The study is of high relevance for the energy balance modelling community, as calibration of complex energy balance models is a large challenge. The motivation and relevance of this study are well outlined in the introduction. The manuscript is overall well structured, and the figures are well presented. Overall, I would suggest minor revisions: I have two bigger comments and several specific comments which need addressing and revision before publishing the article.
Major comments
1. Description of methods
The applied methods and conducted methodological steps are pretty complex. Therefore, more details should be provided at several points, e.g.:
- The description of the statistical methods applied in section 2.4.1 & 2.4.2 (e.g., PCA, what are half-normal priors and why are they used). TC is a journal with a lot of readers from the glaciology community, which might not all be very familiar with these methods.
- The surrogate models: I miss a more detailed description of this approach. It is an important part of the calibration scheme. I would suggest including an entire subsection and explain the entire procedure in detail, including also the performance testing.

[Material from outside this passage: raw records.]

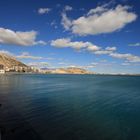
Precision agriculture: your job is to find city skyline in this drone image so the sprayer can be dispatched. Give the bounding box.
[0,0,140,74]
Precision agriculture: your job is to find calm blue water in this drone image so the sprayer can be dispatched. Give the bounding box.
[0,75,140,140]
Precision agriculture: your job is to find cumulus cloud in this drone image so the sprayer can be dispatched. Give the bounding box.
[38,8,51,15]
[64,5,73,11]
[129,43,140,47]
[0,28,46,46]
[110,52,140,62]
[16,52,43,60]
[62,5,137,35]
[0,50,14,56]
[51,38,140,63]
[51,38,99,51]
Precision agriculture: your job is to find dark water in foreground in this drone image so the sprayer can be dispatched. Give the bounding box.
[0,75,140,140]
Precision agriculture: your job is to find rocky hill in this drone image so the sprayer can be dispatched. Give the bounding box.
[0,53,27,68]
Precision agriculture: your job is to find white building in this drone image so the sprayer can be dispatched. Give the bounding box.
[0,64,5,74]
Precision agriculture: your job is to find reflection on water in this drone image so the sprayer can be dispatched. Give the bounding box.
[0,75,140,140]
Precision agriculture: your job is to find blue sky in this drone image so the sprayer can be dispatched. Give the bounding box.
[0,0,140,73]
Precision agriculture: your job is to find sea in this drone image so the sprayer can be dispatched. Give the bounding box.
[0,74,140,140]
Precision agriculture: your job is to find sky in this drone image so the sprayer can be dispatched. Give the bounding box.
[0,0,140,74]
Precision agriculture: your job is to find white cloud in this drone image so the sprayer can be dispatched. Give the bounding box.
[0,28,45,46]
[0,50,14,56]
[110,52,140,62]
[62,5,137,35]
[16,52,43,60]
[106,47,117,51]
[38,8,51,15]
[51,38,99,51]
[64,5,73,11]
[129,43,140,47]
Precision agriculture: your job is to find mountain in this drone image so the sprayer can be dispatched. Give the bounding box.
[0,53,27,68]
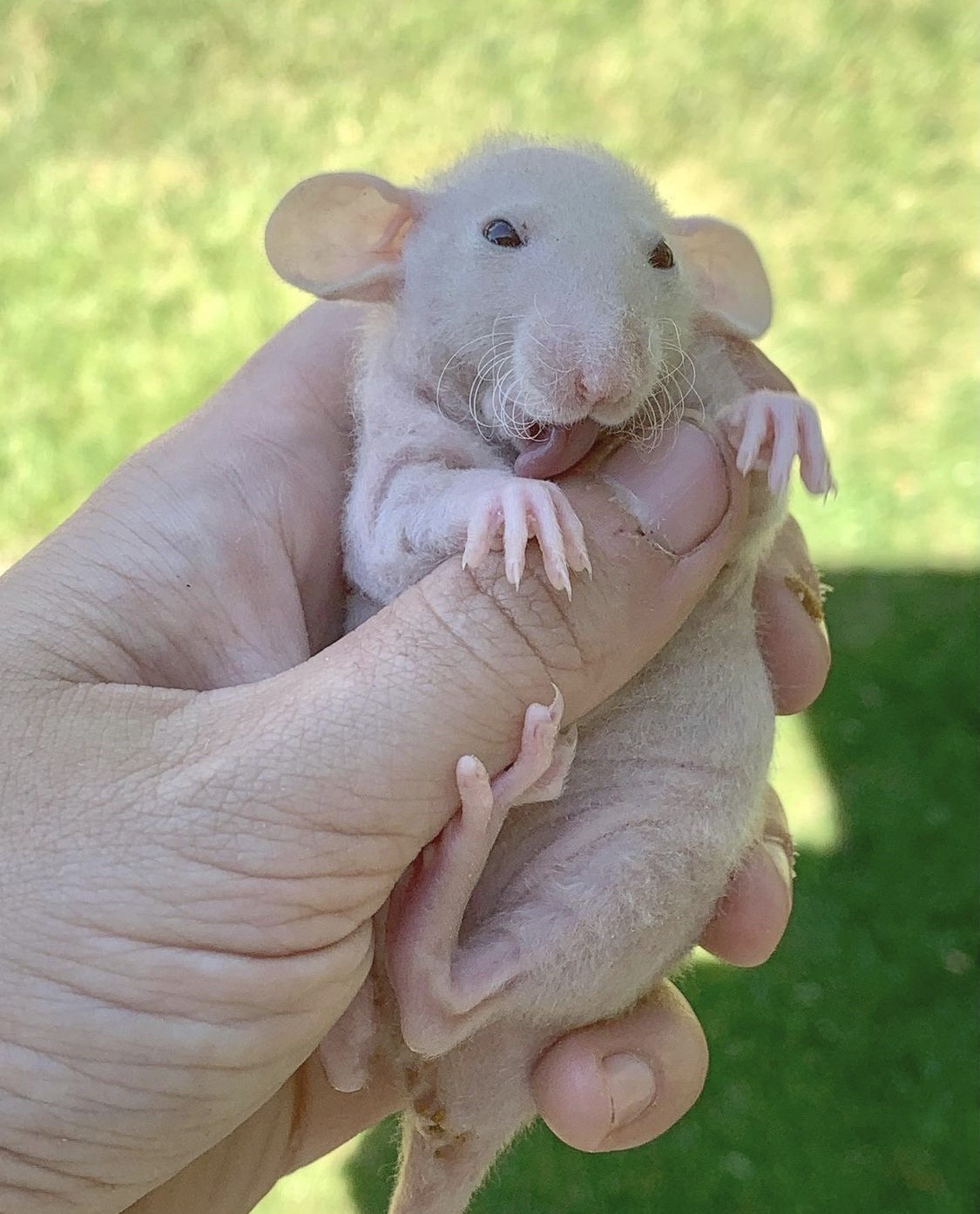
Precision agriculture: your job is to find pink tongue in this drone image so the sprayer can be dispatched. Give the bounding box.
[514,418,600,481]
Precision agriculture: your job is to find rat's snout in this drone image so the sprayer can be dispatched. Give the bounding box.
[572,360,631,412]
[515,314,646,426]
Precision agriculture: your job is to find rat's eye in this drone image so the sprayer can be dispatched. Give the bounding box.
[647,240,674,269]
[483,219,524,249]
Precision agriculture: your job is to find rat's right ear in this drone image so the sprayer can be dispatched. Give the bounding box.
[266,172,422,302]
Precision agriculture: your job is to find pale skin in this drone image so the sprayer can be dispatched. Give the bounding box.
[0,305,829,1214]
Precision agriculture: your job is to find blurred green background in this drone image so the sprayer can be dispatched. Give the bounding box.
[0,0,980,1214]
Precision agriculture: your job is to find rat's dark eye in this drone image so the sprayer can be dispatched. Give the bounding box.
[647,240,674,269]
[483,219,524,249]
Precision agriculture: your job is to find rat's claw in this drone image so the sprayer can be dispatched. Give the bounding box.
[502,478,528,590]
[463,509,500,570]
[799,401,835,498]
[463,477,591,598]
[768,397,799,496]
[551,487,592,575]
[734,401,770,475]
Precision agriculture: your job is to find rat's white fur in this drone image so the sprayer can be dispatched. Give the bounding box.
[269,142,825,1214]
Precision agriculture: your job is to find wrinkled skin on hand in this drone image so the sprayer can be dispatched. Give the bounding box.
[0,306,828,1214]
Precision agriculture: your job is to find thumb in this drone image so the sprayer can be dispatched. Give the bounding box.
[185,424,747,922]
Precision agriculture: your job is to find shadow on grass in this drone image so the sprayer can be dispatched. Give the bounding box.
[348,572,980,1214]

2. Parameters at edges of prior distribution
The posterior distributions of the model parameters (Fig. A1) are for some parameters very close to the prior’s edges. This is the case for ice and fresh snow albedo and albedo depth. For ice and fresh snow albedo, these values would be well within the literature range (Table1). Is this an indicator that the prior distribution was not well selected for these parameters? Could the model performance be improved by a prior distribution extended on these edges? It might be worth to test this, or at least address the issue more deeply in section 4.1.
Specific comments
L39ff: Highlight the advances of SEB models (e.g., physical basis, enable process understanding) to make it clearer to the reader why it is important to use them
L71: remove “to”
L87: Add Hintereisferner
Fig. 1: I suggest including terrain information in the overview map in the lower right corner.
L51ff: What is the temporal resolution of the inner domain, 2.2km data?
L161: What is the Earth System Grid Federation, and which data did you get from there?
Above, you state that the forcing data is from COSMO-CLM?L171ff: What is the resolution of your COSIPY simulations after distribution of the glacier surface?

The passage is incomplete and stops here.